His eyes go round. “You did not.”
“Did too.” I shake the paper, still waiting for my appreciation.
“Is that what I think it is?”
I give the paper a dramatic air kiss. “The permit.”
“The permit,” Martin parrots with a wide smile. When he snaps out of it, he runs around the table and rushes me toward Ezra’s office. “Go, fix that moody issue over there, so we all can go back to peace. I’ll put my headphones on. Don’t be shy,” he adds with a wink, pulling the drawer of his desk open.
With a quiet laugh, I throw the permit into my bag and push the door open. But when I see Ezra’s eyes staring back at me, it dies out. He doesn’t look happy to see me at all. It’s the opposite.
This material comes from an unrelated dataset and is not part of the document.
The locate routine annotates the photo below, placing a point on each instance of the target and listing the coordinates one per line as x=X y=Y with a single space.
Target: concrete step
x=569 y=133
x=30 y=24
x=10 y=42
His eyes narrow at the first sight of me, and his nostrils instantly flare like a bull.
“What are you doing here?”
“Hello to you too, husband.”
He flinches at me using the word, and I feel myself frowning in confusion. What happened? Why has he changed so much? I thought he loved calling me his wife and loved being called my husband.
“What do you need?” He keeps his voice gruff and unwelcoming. Nasty even. And I’ve had enough.
“What’s wrong with you?”
His jaw starts moving from side to side—he’s contemplating if he should say something. So there is something to say.
Squaring my shoulders, I begin my angry stride toward him to face this asshole of a husband and find out what’s happening once and for all.
While passing his desk, I accidentally bump into its corner and move a stack of papers on the side. The whole thing slides to the floor. This is not how I imagined our standoff to look like, but it’s very typical of me to bump into unsuspected corners and make myself look like an idiot.
“Sorry,” I mumble and start collecting the papers from the floor. He joins to help, gesturing for me to stop.
They are on the floor because I’m a klutz, so I keep gathering and putting them back on the desk, trying to make them appear neat just like they were before my interference. “Sorry,” I mumble again, feeling stupid about my lack of grace.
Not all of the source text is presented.